1. System Introduction

1.1 CDMA Abstract

The CDMA mobile communication system has a channel hand-off function that is used for collecting the

information on the locations and movements of mobile telephones from the cell site by automatically controlling

several cell site through the setup of data transmission routes, and then enabling one switching system to carry

out the automatic remote adjustment. This is to maintain continuously the call state through the automatic

location confirmation and automatic radio channel conversion when the busy subscriber moves from the service

area of one cell site to that of another by using automatic location confirmation and automatic radio channel

conversion functions. The call state can be maintained continuously by the information exchange between

switching systems when the busy subscriber moves from one cellular system area to the other cellular system

area.

In the cellular system, the cell site is a small-sized low output type and utilizes a frequency allocation system

that considers mutual interference, in an effort to enable the re-use of corresponding frequency from a cell site

separated more than a certain distance. The analog cellular systems are classified further into an AMPS system,

E-AMPS System, NMT system, ETACS system, and JTACS system depending on technologies used.

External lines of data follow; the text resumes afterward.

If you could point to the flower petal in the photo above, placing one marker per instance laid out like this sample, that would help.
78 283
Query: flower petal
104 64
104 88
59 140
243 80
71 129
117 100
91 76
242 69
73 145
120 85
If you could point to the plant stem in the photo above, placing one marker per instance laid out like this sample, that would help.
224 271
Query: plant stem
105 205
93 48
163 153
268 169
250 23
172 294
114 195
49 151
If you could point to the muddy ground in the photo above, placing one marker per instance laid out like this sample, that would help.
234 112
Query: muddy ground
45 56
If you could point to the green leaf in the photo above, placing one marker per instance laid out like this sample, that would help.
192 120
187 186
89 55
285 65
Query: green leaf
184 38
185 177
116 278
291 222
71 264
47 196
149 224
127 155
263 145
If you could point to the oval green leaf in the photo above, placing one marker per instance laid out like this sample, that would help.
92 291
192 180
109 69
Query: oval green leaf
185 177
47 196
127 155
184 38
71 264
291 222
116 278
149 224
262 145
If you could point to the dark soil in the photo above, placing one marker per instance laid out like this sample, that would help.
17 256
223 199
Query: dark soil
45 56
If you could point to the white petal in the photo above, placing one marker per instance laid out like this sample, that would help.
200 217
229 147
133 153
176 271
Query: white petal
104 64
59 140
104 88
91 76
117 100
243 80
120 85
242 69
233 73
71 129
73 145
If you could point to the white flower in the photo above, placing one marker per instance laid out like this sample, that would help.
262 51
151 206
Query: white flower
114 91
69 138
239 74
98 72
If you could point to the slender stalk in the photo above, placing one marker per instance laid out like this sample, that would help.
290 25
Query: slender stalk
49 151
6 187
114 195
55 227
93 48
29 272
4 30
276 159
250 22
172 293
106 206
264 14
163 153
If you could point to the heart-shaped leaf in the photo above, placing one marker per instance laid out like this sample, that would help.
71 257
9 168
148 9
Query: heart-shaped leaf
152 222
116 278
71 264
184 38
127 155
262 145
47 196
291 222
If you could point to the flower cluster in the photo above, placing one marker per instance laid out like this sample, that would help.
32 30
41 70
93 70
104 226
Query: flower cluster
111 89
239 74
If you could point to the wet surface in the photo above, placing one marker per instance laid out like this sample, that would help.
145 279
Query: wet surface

Unlike the time division multiple access (TDMA) or frequency division multiple access (FDMA) used in the

band limited environment, the Code Division Multiple Access (CDMA) system which is one of digital cellular

systems is a multi-access technology under the interference limited environment. It can process more number of

subscribers compared to other systems (TDMA system has the processing capacity three times greater than the

existing FDMA system whereas CDMA system, about 12~15 times of that of the existing system).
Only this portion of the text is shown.